Al poco rato la doctora le informó de la gravedad de la situación. Él le comentó que ya en dos ocasiones anteriores le ocurrió lo mismo y que se recuperó. Buscaba agarrarse a lo que fuera para mantener la esperanza, pero en su interior sabía que esta vez era distinto y que todo era mucho más complicado. Continuó con sus manos sobre ella. Las lágrimas caían silenciosas por su rostro. De vez en cuando le acariciaba la mejilla y la llamaba por su nombre con voz delicada. Él no pudo contener un sollozo. Ella abrió los ojos y lo miró fijamente, pero no pudo articular palabra antes de volver a quedarse dormida.

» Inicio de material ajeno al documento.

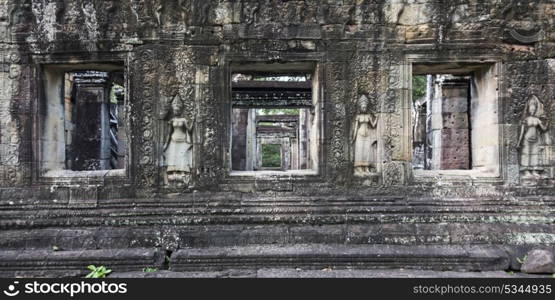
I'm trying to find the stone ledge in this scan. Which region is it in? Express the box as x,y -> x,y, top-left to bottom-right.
0,248 -> 164,277
110,268 -> 550,279
170,244 -> 509,272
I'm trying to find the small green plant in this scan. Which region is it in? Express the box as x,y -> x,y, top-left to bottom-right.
143,267 -> 158,273
85,265 -> 112,278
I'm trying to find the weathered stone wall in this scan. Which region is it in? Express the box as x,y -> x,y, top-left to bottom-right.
0,0 -> 555,276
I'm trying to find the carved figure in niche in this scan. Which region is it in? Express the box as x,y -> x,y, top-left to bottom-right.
163,94 -> 194,186
352,95 -> 378,176
517,95 -> 551,178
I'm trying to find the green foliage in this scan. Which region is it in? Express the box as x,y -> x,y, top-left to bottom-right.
262,144 -> 281,168
412,75 -> 427,101
143,267 -> 158,273
85,265 -> 112,278
516,255 -> 528,264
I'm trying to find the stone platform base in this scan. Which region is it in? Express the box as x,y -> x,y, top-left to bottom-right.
0,248 -> 164,277
0,244 -> 510,277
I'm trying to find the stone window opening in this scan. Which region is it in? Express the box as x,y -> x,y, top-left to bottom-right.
230,64 -> 320,175
40,65 -> 128,177
411,64 -> 500,176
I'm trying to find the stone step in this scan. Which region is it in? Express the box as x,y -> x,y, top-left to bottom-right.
0,248 -> 165,277
170,244 -> 509,272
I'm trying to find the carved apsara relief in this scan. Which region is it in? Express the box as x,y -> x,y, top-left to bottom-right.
517,95 -> 551,179
163,87 -> 195,187
352,95 -> 378,176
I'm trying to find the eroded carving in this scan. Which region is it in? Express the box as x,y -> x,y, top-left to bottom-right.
517,95 -> 551,178
163,88 -> 195,186
352,95 -> 378,176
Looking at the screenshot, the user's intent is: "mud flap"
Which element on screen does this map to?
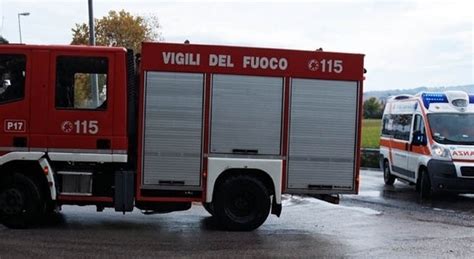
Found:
[114,171,135,213]
[272,198,282,217]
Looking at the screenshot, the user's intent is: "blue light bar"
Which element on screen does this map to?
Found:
[421,93,448,109]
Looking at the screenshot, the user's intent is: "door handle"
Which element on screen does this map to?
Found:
[96,139,111,149]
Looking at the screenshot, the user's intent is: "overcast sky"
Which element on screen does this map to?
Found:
[0,0,474,91]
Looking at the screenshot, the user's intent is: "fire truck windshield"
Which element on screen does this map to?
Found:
[428,113,474,145]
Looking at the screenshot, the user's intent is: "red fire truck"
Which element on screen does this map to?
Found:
[0,42,364,230]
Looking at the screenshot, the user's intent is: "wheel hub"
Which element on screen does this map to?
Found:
[0,189,24,215]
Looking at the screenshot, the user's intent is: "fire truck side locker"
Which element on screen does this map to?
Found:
[287,78,359,194]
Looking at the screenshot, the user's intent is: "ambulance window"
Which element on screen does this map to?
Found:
[413,114,425,134]
[393,114,413,140]
[382,114,393,135]
[56,56,108,110]
[0,54,26,104]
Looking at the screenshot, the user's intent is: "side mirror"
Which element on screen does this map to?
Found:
[411,131,427,146]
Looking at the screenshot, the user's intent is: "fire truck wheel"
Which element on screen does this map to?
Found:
[420,169,433,199]
[383,161,395,185]
[0,174,45,228]
[202,202,215,216]
[214,175,271,231]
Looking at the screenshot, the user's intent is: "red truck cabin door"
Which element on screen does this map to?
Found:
[0,48,31,153]
[48,50,115,156]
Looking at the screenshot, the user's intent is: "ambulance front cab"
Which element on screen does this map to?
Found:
[380,91,474,198]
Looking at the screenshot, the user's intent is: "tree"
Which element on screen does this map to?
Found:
[364,97,383,119]
[0,36,9,44]
[71,10,162,53]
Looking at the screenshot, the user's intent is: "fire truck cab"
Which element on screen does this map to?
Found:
[0,42,363,230]
[380,91,474,198]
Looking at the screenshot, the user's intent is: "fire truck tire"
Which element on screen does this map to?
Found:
[383,161,396,186]
[420,169,433,199]
[0,173,45,229]
[202,202,215,216]
[214,175,271,231]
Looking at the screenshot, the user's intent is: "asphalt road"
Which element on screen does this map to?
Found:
[0,171,474,258]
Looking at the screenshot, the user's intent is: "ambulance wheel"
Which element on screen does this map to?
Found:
[202,202,214,216]
[383,161,396,185]
[420,169,433,199]
[214,175,271,231]
[0,173,45,228]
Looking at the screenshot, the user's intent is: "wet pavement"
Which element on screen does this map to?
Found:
[0,171,474,258]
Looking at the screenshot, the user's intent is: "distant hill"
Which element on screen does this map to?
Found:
[364,85,474,101]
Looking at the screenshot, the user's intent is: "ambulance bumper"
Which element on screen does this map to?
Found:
[428,160,474,193]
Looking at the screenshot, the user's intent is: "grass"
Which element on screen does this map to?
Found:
[362,119,380,148]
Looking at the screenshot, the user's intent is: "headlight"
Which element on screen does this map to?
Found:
[431,144,451,161]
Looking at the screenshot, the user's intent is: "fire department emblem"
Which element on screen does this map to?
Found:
[61,121,74,133]
[308,59,319,71]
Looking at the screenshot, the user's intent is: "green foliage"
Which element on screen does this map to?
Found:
[362,119,381,148]
[71,10,162,53]
[364,97,384,119]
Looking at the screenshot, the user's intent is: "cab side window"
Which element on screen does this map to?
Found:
[56,56,108,110]
[393,114,413,140]
[413,114,425,134]
[0,54,26,104]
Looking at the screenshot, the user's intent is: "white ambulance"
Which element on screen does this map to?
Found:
[380,91,474,198]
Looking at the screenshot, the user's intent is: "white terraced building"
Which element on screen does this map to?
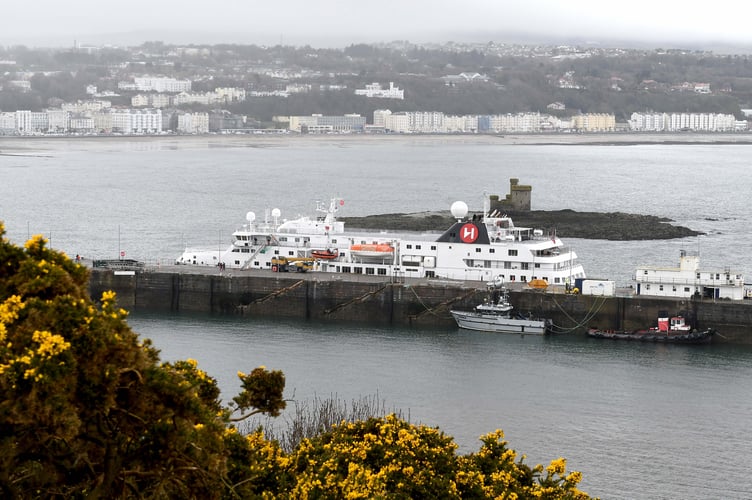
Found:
[635,250,745,300]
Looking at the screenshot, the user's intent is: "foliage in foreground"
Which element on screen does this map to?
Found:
[0,224,588,499]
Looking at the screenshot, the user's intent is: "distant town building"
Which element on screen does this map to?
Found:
[635,250,745,300]
[177,113,209,134]
[110,109,162,134]
[629,113,738,132]
[572,113,616,132]
[355,82,405,99]
[289,114,366,134]
[133,76,191,93]
[441,73,488,87]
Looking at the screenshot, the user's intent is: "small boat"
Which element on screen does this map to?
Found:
[587,315,715,344]
[311,249,339,260]
[449,278,550,335]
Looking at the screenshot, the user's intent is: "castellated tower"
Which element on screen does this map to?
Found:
[491,178,533,212]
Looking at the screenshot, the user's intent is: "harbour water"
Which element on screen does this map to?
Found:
[0,138,752,499]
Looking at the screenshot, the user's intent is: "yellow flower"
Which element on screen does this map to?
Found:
[546,457,567,474]
[24,234,47,250]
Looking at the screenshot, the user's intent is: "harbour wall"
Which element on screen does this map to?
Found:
[89,266,752,344]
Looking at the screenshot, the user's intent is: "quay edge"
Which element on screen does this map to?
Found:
[89,266,752,344]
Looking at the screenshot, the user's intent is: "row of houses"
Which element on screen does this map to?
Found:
[0,105,747,135]
[629,112,748,132]
[0,107,253,135]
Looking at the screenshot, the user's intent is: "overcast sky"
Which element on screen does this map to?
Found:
[0,0,752,52]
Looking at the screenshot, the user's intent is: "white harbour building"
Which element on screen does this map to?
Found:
[635,250,745,300]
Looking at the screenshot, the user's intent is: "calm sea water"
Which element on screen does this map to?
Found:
[0,139,752,499]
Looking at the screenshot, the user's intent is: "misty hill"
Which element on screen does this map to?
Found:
[0,42,752,123]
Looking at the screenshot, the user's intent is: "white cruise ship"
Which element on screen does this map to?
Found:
[176,198,585,285]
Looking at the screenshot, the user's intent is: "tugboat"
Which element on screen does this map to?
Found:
[449,277,549,335]
[587,315,715,344]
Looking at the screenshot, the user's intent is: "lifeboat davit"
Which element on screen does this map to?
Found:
[311,249,339,260]
[350,243,394,259]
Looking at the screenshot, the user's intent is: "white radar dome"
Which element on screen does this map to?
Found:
[449,201,468,219]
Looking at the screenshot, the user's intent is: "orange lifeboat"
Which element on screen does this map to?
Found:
[311,249,339,260]
[350,243,394,258]
[527,279,548,290]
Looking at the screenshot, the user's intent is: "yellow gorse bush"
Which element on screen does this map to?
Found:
[0,223,600,500]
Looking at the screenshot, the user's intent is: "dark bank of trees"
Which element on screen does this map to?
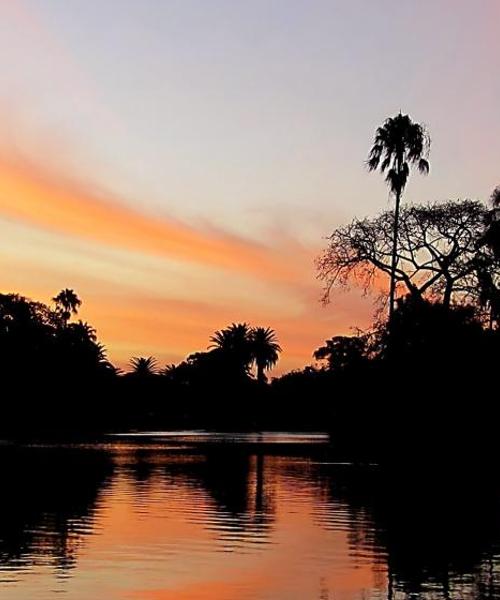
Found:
[0,114,500,459]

Rafael nos comentó que llevaban juntos cinco años, la mitad cuidándola desde la primera vez que le dio un ictus. Dijo que se juntaron tiempo después de que ella enviudara, que se conocían desde jóvenes, pero la vida entonces no les dejó estar el uno con el otro. Más dijo que la vida fuera tan corta, que no les dejara estar unidos más tiempo y que hayan dejado tantas cosas pendientes.
Rafael lloraba en silencio. Si antes se mostraba contrariado, después se despidió de Paquita, agradeciéndole el tiempo que habían pasado juntos. Le recordó que pasó toda su vida deseando estar con ella, pero Paquita ya no podía oírle. La besó y se quedó llorando sobre ella.